Atatürk et Robespierre, des dictateurs utiles...

Mustafa Kemal Atatürk a son portrait accroché dans toutes les entreprises et les institutions turques. C’est un devoir librement consenti qui a même son texte dans le code civil et militaire.

AtaTürk, ancêtre du peuple turc que l’on traduit maladroitement par « Père des Turcs » est le fondateur et le héros de la première république démocratique du plateau anatolien.

Les années 1915-1920, c’est l’époque où l’empire Ottoman, allié de l’Allemagne dans la première guerre mondiale doit faire face au démembrement que le traité de Sèvres lui inflige en guise de punition. Il installe sur son territoire les forces françaises, italiennes et anglaises. Mais un groupe de cadres militaires, révolutionnaires de longue date, n’acceptent pas le compromis avec « les envahisseurs ». D’Ankara, l’actuel capitale de la Turquie, qui n’était à cette époque qu’un petit village traversé par une rivière, un officier organisa une résistance qui mobilisa toutes les minorités se rattachant à l’entité Turque. Les conflits s’intensifièrent et une série de guerre d’indépendance viendra clore cette période charnière en faisant monter sur le bouclier son meilleur stratège politique et militaire, Mustafa Kemal Atatürk. Dès lors, il ne lâchera plus les rênes jusqu’à sa mort.

 

En 1923, contre toute attente, créant même la surprise dans son propre camp, il fonde la première république démocratique turque. Il crée officiellement son premier parti CHP (Cumhurriyet halk partisi) dont le drapeau est traversé par six flèches symbolisant le républicanisme, le nationalisme, le laïcisme, l’étatisme, le réformisme et le populisme.

Il occupa quatre mandats de président durant lesquels la révolution kémaliste transforma la société civile de fond en comble. Le sultan et sa famille furent chassés du territoire pour trahison envers la nation. Il devint plus autoritaire encore quand il s’aperçut que l’opposition avait tenté de reprendre le contrôle du pays.
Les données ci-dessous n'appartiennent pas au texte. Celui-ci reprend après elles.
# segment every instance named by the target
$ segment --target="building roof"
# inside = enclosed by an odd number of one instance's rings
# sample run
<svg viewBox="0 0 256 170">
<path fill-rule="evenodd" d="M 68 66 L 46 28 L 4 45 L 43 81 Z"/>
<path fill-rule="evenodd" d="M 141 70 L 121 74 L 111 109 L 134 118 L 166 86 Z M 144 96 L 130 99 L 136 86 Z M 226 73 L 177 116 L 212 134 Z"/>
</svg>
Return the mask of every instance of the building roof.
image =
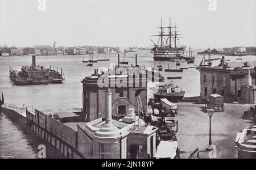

Jugeant la république trop fragile pour être livrée à elle-même, syndicats et partis d’opposition furent rapidement interdits. Son parti unique choisirait désormais les députés à l’assemblée.

La dictature kémaliste est à présent apte à façonner la nation.

Atatürk a souhaité avant tout mettre la nation au cœur du processus décisionnel. Et il y est parvenu…

Nous, qui sommes Européens avec tout ce que cela induit en terme de réflexe culturel, nous ne comprendrons jamais assez ce que le laïcisme d’Atatürk impliquait dans une culture califienne vieille de 700 ans. L’empire ottoman était le leader du monde musulman. Et la laïcité prônée par le « Gazi » fut considérée comme un objet extraterrestre.

C’est pourtant un des axes le plus directionnel de sa politique, parce qu’en écartant la religion, il élargit considérablement le champ de ses réformes. D’emblée, cette laïcité rendait possible le droit des femmes puis leur accès aux postes gouvernementaux.

Il profita d’un taux d’alphabétisation très faible pour faire adopter l’alphabet latin, non connoté religieusement et plus enclin à être enseigné rapidement par le plus grand nombre. La scolarisation et l’éducation de la société s’inscrivent dans cette démarche. Des banques nationales et des coopératives furent créées à son initiative afin de soutenir le secteur agricole et industriel. L’indépendance financière est la clef d’une œuvre économique entièrement tournée vers le peuple et la nation.

C’est le plus court que l’on puisse faire pour dire en quelques lignes ce que ce personnage a de singulier dans l’histoire des conquêtes…Et il conviendrait de réanimer les nombreux articles détaillés qui lui sont consacrés afin de rendre compte aux yeux des européens d’aujourd’hui, d’une société turque qu’ils méconnaissent parce qu’ils ne l’abordent essentiellement voire exclusivement qu’au travers du prisme de la question grecque, kurde et arménienne.

 Robespierre et la société française

Je songe en ce moment précis au pire et au meilleur de l’opinion. Maximilien Robespierre et Mustafa Kemal Atatürk sont ce genre de fanatiques que l’humanité produit peu. L’humanisme qui les caractérise ne fait aucun doute et pourtant il est terni par des événements qui les dépassent mais dont ils sont bien malgré eux les investigateurs. L’œuvre de Robespierre est une œuvre que l’on apprécie mieux encore aujourd’hui car son discours portait en lui les germes d’un socialisme pour lequel la société française tel un muscle, vibre de toutes ses fibres…

Au 18ème, c’était un discours de sage dans une cour d’enragés mais nous ne sommes pas assez ingrats pour ne pas saluer son intégrité. Et même si elle le conduit vers un compromis sans retour, elle reste un modèle du genre pour tous ceux qui sont en manque d’inspiration…

 

La dictature est un outil politique que l’humaniste utilise parfois à contre cœur au risque de ne plus l’être.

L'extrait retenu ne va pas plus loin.